Hardware solutions to protect corporate email are now a fully mature segment with increasingly similar products as their standard functions of anti-spam and antivirus is concerned. However, these gateways still show many differences that will need to know and evaluate to find the best option in each case.

Gateways security email security down at the end of the corporate network and act as the first barrier between the Internet and messaging system of the company. Although there is considerable variation in their characteristics and architectures, most of these devices are installed in front of the Internet to receive messages directly from the outside world.

As a first step, in general, filter incoming mail by the criteria of reputation and, if the messages get through this control, scan for viruses and spam, then apply additional controls and filters, once clean, the mail is passed corporate email system. These same gateways can also be used for outgoing messages, controls applied in this case slightly different, usually, filtering, archiving and antivirus.

In its current state, messaging security gateways are an updated and refined version of traditional e-mail gateways that are deployed in networks to make Internet messaging formats (SMTP and MIME) formats and proprietary addressing schemes (such as MS Mail, cc: Mail or GroupWise).

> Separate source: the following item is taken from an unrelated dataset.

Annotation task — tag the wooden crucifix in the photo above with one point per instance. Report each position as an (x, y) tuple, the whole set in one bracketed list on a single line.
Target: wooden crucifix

This new batch of gateways, arising out of the need for functionality anti-spam/antivirus in the network edge, has lost some of the features and characteristics of their older brothers, but, instead, take the form of appliances, which provide a much improved performance by focusing on only a few specific functions.

Although it is possible to scan for viruses and spam at any point in the flow of messages, for example, on the same servers, security gateways are more effective messaging. By separating and filtering spam and virus localization of the basic function of the mail servers, you will get better performance levels, also allowing worry of problems related to interoperability and software integration.

Moreover, the nature of appliance most gateways for easy upgrade or replacement by larger models without impacting production message flows.

However, although the gateways are quite independent of the central mail systems, always require some degree of integration to improve your trading. For example, the device must be linked to corporate directory via LDAP, usually, "to recognize incoming mail, refusing to know which messages and route mail within the corporate network (especially if there are several internal email systems).

Some manufacturers in this segment (Symantec among them) are experimenting with the division of the gateway into two parts: a piece designed specifically for the control and reputation-mail filtering and a second dedicated to addressing the functions of filtering, archiving and scanning.

The idea is that by implementing these two functions separately, achieving higher scalability when dealing large volumes of messages (one million emails to the time it was the starting point).

Although anti-spam and antivirus scanning are the most common benefits of all manufacturers gateways also offer a wide variety of other messaging features. Content filtering, searching phrases or specific words, is a common feature, as is the message file (the ability to copy the incoming or outgoing messages on a dedicated server).

Also as part of the anti-spam functionality, some devices incorporate their own servers for viruses or spam quarantine. They also appear frequently encryption services, from transport-based encryption (TLS encryption as a reinforcement of certain business associates) to the application layer (such as signing and encrypting messages so that only the designated user can read). There are even manufacturers to differentiate in a market increasingly "commoditized", extending its benefits to instant messaging (IM).